He departed the next day. Blanquette and I with a dejected Narcisse at our heels, walked back from the railway station to the hotel, where losing all sense of manly dignity I broke down crying and Blanquette put her arm round my neck and comforted me motherwise.

Two months afterwards Paragot wrote to Blanquette to join him in Paris, and when the flutter of her wet handkerchief from the railway carriage window became no longer visible, then indeed I felt myself to be a stranger in a strange land.


Two years! I can remember even now their endless heartache. The Izelins were kind; Madame Izelin, a refined Hungarian lady, became my staunch friend as well as my instructress in manners; my life teemed with interests, and I worked like a little maniac; but all the time I longed for Paragot. Had it not been for his letters I should have scented my way back to him like a dog, across Europe. Ah those letters of Paragot—I have them still—what a treasury they are of grotesque fantasy and philosophic wisdom! They gave me but little news of his doings. He had settled down in Paris with Blanquette as his housekeeper. His floridly anathematised ankle kept him hobbling about the streets while his heart was chasing butterflies over the fields. He had founded a coenaculum for the cultivation of the Higher Conversation at the Café Delphine. He had taken up Persian and was saturating himself with Hafiz and Firdusi. His health was good. Indeed he was a man of iron constitution.

Blanquette now and then supplemented these meagre details of objective life. The master had taken a bel appartement. There were curtains to his bed. Food was dear in Paris. They had been to Fontainebleau. Narcisse had stolen the sausages of the concierge. The Master was always talking of me and of the great future for which I was destined. But when I became famous I was not to forget my little Blanquette. I see the sprawling mis-spelt words now: "Il ne fot jamés oublié ta petite Blanquette."

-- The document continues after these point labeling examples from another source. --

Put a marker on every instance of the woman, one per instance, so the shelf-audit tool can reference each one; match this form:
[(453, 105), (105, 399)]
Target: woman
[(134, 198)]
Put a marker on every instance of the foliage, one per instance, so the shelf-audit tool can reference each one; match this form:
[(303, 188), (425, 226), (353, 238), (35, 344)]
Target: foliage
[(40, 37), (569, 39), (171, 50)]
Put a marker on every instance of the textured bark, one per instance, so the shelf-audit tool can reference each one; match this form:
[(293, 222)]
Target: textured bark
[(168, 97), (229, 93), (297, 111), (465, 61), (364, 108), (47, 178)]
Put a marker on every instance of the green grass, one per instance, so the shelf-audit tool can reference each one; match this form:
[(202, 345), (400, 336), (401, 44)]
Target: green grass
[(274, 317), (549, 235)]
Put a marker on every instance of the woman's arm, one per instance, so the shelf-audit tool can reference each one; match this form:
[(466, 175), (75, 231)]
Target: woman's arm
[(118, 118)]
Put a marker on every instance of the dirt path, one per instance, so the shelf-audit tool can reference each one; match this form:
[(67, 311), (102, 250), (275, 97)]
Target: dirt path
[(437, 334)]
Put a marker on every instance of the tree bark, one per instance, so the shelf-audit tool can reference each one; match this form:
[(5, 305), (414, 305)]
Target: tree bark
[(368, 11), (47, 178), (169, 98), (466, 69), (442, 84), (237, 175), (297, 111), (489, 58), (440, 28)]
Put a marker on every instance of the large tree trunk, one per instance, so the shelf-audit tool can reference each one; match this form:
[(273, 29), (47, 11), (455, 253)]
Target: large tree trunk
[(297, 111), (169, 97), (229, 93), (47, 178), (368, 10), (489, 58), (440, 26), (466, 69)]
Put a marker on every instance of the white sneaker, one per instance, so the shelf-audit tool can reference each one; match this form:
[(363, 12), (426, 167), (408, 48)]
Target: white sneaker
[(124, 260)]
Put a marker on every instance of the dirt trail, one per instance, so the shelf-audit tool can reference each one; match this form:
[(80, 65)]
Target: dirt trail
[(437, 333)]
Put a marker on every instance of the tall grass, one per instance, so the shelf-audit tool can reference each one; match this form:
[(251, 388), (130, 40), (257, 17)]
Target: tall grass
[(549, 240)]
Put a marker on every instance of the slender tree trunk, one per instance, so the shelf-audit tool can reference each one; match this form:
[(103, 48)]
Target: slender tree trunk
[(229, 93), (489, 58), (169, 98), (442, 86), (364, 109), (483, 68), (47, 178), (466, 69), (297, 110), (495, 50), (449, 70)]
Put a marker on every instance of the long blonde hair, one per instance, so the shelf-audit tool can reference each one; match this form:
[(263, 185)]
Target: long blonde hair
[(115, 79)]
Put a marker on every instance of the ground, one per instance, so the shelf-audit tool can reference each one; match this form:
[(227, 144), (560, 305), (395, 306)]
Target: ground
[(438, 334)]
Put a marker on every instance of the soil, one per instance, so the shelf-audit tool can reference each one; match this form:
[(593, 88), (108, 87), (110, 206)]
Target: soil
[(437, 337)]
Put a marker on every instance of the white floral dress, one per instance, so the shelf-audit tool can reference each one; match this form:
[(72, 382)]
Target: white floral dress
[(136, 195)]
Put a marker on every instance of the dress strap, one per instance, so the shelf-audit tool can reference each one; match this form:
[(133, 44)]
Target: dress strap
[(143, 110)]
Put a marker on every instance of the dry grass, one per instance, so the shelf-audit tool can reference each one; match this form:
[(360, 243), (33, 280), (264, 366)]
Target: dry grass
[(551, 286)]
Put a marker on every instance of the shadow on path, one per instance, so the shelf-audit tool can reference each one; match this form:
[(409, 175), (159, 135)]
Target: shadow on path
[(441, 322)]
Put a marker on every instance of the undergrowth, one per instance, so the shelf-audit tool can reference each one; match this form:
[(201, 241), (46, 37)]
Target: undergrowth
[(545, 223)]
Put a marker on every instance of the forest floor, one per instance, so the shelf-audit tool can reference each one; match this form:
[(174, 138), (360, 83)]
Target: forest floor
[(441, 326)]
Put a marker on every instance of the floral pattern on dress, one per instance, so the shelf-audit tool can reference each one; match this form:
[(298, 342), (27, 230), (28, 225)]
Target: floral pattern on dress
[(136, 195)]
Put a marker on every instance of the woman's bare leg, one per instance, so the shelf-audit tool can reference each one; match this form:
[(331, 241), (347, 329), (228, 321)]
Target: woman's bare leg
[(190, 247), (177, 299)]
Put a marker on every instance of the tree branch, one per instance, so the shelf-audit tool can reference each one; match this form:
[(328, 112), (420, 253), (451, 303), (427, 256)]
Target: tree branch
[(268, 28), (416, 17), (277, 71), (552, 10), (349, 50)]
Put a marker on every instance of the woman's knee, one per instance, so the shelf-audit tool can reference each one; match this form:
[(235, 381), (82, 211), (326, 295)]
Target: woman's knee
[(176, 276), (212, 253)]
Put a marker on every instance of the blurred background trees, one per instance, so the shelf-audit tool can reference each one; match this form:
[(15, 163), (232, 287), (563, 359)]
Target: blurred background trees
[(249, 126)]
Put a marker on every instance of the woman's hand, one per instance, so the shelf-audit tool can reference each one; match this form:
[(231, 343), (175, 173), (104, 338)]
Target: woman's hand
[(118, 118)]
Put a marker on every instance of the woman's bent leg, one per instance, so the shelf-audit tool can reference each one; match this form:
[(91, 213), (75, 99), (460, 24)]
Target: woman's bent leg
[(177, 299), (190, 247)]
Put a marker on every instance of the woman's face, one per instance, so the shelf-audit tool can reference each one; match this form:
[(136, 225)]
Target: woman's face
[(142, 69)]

As if I could ever forget her!

I arrived in Paris one evening a day or two earlier than I was expected. It had been ordained by Paragot that I should break my journey at Berlin, in order to visit that capital, but affection tugged at my heart-strings and compelled me to travel straight through from Buda-Pesth. It was Paragot and Blanquette and Narcisse that I wanted to see and not Berlin.

Yet when I stepped out of the train on to the Paris platform, I was conscious for the first time of development. I was decently attired. I had a bag filled with the garments of respectability. I had money in my pocket, also a packet of cigarettes. A porter took my luggage and enquired in the third person whether Monsieur desired a cab. The temptation was too great for eighteen. I took the cab in a lordly way and drove to No. 11 Rue des Saladiers where Paragot had his "bel appartement." And with the anticipatory throb of joy at beholding my beloved Master was mingled a thrill of vain-glorious happiness. Asticot in a cab! It was absurd, and yet it seemed to fall within the divine fitness of things.

The cab stopped in a narrow street. I had an impression of tall houses looking fantastically dilapidated in the dim gas-light, of little shops on the ground floor, and of little murky gateways leading to the habitations above. Beside the gateway of No. 11 was a small workman's drinking shop, sometimes called in Paris a zinc on account of the polished zinc bar which is its principal feature. Untidy, slouching people filled the street.

Directed by the concierge to the cinquième à gauche, I mounted narrow, evil smelling, badly lighted stairs, and rang at the designated door. It opened; Blanquette appeared with a lamp in her hand.